Poonch Senior Superintendent of Police Shafqat Hussain told the newspaper that there was “uncertainty about their whereabouts”.

In the wake of the terror attack in Jammu and Kashmir’s Pahalgam on April 22, India had ordered all Pakistani citizens in the country to leave by April 27, and also suspended visa services to Pakistani citizens with immediate effect.

The case

On Saturday, the deputy commissioner in Poonch district issued a deportation notice to 45-year-old Iftkhar Ali, a constable who had been working with the Jammu and Kashmir Police for 27 years, The Times of India reported.

His elder brothers Zulfqar Ali, Mohammad Shafiq, Mohammad Shakoor and his sisters Shazia Tabsam, Kouser Parveen, Naseem Akhter, Akseer Akhtar and Nashroon Akhter were also served notices. All of them are residents of Salwah in the district.

A day later, all nine of them were taken into custody by the police and driven to the Attari-Wagah border for deportation, according to The Times of India.

Iftkhar Ali and his siblings, however, challenged the deportation orders in court.

On Wednesday, Justice Rahul Bharti directed the authorities to ensure that the nine petitioners “not be asked or forced to leave” the Union Territory. The judge added that a preliminary case was made out by the revenue papers submitted by their counsel that they were not Pakistani citizens.

The court also asked the authorities to submit their objections to the petition, and listed the matter for hearing on May 20.

In their petition, Iftkhar Ali and his siblings claimed that their father Faqur Din was a “hereditary state subject” as per a permanent resident certificate that ceased to exist after the abrogation of Article 370 in 2019, The Indian Express reported.

Din was also an Indian citizen under the 1955 Citizenship Act, the petition said, adding that their family owned about 17 acres of land and a house at Salwah village.

However, Pakistan had taken over areas along the Line of Control, including where Din, his wife and three children were settled, during the 1965 India-Pakistan war, the petition said. Subsequently, Din and his family spent years at a camp in Pakistan Occupied Kashmir, The Indian Express reported.

The petition said that Din had made frequent representations to the Pakistan government to aid them in their return to Salwah.

The family eventually returned to the village between the late 1980s and early 1990s, according to the newspaper.

A petition by Din to the court seeking directions that they not be moved out of Jammu and Kashmir had been rejected, the petition noted. The court had said that citizenship could only be decided by an appropriate authority and directed him to approach the Centre.

In 1997, the authorities in Jammu and Kashmir issued “state subject” status, or permanent resident status, to Iftkhar Ali. His siblings were granted the status in 2000.
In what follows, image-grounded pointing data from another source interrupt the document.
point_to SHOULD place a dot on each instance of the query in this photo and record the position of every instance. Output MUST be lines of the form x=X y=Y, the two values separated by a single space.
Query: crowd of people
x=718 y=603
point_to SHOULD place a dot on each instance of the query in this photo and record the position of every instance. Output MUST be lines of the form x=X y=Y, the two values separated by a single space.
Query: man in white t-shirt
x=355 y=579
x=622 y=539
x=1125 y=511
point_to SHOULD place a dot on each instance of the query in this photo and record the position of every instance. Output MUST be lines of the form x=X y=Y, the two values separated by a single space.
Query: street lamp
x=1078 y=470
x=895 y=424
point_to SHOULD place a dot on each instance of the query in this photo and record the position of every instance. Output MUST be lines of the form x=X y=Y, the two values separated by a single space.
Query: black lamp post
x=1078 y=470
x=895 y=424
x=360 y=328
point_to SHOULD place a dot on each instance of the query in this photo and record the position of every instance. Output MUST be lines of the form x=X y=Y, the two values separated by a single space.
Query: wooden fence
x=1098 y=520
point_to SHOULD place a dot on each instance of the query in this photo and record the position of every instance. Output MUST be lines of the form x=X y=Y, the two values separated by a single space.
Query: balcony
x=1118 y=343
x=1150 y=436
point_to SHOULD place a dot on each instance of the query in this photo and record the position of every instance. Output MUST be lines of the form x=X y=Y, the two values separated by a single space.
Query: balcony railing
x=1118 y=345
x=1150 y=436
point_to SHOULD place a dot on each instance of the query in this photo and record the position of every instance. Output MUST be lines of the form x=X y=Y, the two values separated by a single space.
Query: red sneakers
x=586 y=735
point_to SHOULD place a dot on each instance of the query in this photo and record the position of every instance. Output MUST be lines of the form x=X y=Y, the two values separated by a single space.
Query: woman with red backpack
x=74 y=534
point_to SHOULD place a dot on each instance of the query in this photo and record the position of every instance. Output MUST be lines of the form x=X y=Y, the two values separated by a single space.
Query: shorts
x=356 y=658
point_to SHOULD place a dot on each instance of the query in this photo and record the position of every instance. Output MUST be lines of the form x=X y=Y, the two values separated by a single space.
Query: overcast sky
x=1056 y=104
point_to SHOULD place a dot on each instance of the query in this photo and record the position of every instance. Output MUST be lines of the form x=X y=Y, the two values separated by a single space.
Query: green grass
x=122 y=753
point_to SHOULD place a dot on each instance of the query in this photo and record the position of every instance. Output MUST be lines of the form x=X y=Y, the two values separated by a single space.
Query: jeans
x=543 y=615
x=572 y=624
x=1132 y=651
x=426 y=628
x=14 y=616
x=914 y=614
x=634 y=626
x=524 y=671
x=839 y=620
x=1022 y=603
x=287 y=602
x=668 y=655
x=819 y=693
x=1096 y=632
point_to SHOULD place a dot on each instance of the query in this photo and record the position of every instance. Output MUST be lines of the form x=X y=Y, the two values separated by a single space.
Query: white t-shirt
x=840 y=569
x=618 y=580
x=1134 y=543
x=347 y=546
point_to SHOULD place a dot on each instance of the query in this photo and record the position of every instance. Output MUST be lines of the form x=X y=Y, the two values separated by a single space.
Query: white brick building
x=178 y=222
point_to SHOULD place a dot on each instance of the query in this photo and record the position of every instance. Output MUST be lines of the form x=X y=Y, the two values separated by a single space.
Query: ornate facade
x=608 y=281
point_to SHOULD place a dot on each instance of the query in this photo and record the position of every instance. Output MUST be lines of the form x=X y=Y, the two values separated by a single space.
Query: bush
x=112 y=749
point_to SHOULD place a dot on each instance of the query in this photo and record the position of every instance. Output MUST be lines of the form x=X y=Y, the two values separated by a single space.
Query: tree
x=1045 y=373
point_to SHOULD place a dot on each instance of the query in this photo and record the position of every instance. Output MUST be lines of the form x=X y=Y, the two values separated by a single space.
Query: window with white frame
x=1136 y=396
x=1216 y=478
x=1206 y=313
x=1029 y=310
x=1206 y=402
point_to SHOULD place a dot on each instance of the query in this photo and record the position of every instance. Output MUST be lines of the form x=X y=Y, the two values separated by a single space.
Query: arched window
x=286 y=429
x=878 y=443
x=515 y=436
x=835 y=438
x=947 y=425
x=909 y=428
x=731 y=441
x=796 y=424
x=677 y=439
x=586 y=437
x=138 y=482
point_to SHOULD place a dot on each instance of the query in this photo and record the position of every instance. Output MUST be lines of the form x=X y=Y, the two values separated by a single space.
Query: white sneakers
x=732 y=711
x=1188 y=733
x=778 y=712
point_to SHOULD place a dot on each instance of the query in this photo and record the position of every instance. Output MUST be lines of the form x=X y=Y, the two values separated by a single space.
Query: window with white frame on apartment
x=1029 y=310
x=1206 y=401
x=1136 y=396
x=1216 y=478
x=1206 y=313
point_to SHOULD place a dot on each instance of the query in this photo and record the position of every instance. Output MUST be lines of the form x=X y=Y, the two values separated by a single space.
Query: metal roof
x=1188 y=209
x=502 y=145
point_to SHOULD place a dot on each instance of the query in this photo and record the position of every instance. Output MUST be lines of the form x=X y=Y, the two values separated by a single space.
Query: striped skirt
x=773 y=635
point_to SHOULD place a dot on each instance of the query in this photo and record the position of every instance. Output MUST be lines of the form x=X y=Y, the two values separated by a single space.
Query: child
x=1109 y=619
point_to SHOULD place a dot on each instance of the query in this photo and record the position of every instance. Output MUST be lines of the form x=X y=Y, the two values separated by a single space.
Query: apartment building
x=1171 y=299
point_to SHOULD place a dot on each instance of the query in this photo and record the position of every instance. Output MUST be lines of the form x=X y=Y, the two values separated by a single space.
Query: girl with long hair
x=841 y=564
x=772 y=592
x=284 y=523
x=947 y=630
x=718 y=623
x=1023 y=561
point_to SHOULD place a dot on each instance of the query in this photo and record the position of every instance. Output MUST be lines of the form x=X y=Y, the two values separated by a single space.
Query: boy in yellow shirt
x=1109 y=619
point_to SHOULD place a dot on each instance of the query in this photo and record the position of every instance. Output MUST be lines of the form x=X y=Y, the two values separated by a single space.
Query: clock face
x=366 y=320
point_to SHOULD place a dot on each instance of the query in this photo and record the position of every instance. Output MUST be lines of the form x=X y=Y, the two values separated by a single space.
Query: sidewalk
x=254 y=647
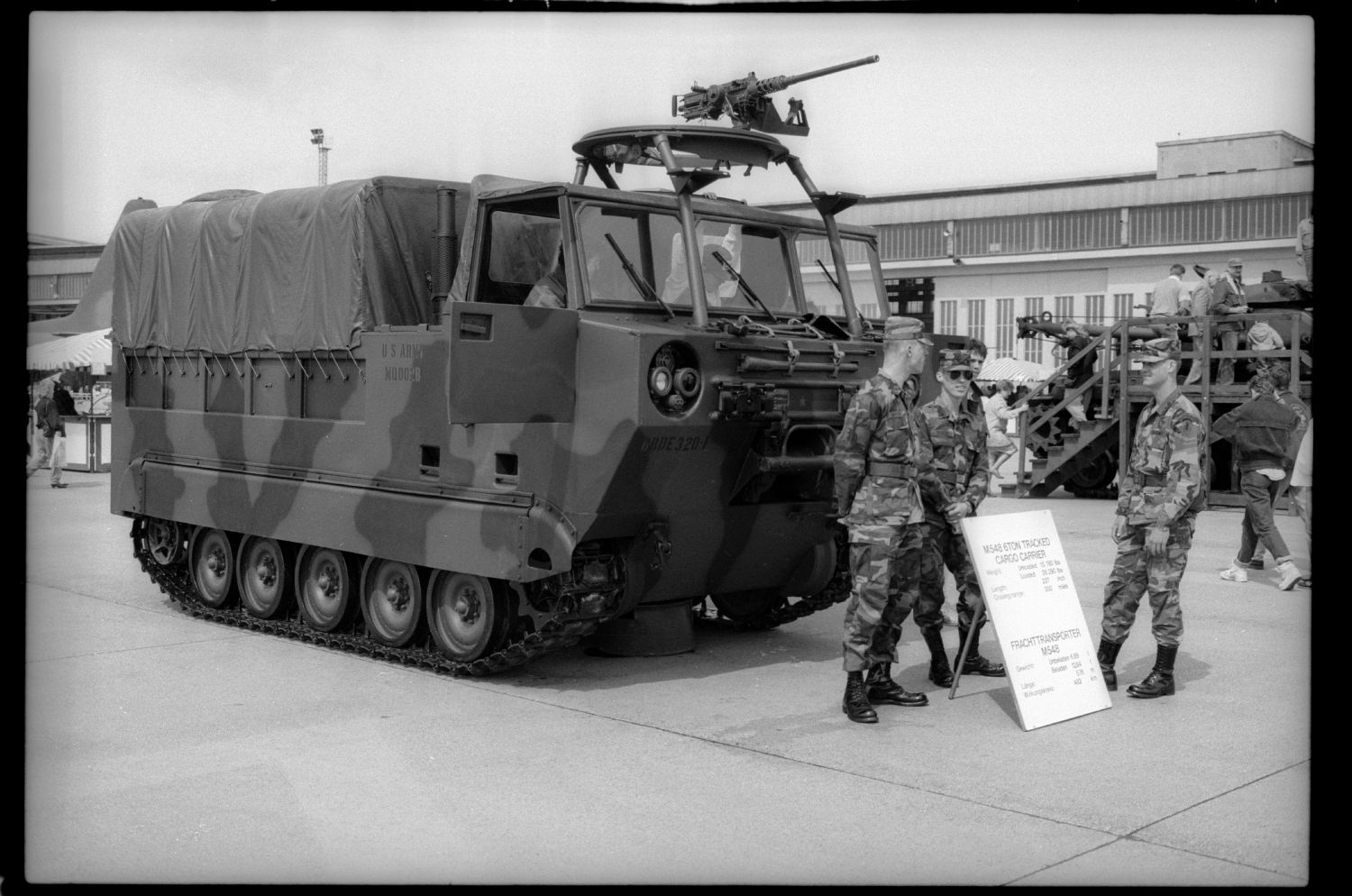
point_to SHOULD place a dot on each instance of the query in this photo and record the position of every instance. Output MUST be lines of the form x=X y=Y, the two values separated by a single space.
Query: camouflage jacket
x=878 y=458
x=1165 y=474
x=960 y=469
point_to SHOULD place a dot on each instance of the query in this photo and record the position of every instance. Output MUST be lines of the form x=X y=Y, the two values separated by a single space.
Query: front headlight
x=660 y=381
x=673 y=379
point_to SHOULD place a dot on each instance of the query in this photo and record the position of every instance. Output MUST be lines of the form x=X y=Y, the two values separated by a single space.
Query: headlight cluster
x=673 y=379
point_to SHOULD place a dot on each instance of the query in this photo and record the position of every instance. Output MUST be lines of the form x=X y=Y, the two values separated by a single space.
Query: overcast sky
x=165 y=105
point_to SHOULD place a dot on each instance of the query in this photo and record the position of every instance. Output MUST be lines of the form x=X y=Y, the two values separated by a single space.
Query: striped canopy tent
x=1014 y=370
x=81 y=351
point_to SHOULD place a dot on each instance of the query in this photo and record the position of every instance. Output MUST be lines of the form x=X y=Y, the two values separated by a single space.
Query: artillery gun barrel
x=784 y=80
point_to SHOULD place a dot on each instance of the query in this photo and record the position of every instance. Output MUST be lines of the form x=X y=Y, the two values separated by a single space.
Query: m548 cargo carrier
x=462 y=424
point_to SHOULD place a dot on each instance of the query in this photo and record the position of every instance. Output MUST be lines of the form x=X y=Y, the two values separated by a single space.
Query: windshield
x=640 y=256
x=814 y=253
However, the petitioners claimed that this status was cancelled on the basis of “false” complaints by their relatives in a matter related to a property dispute, The Indian Express reported. The siblings said that the matter was still pending before the court.

Pahalgam terror attack

Twenty-six persons were killed and 17 were injured in the attack near Pahalgam in Jammu and Kashmir on April 22.

The attack took place in the Baisaran area of Anantnag district. Militants fired at tourists, most of whom were from outside the state. The terrorists targeted tourists after asking their names to ascertain their religion, the police said. All but three of those who died were Hindu.

At least 537 Pakistanis left India through the Attari-Wagah border crossing at the end of the deadline on April 27.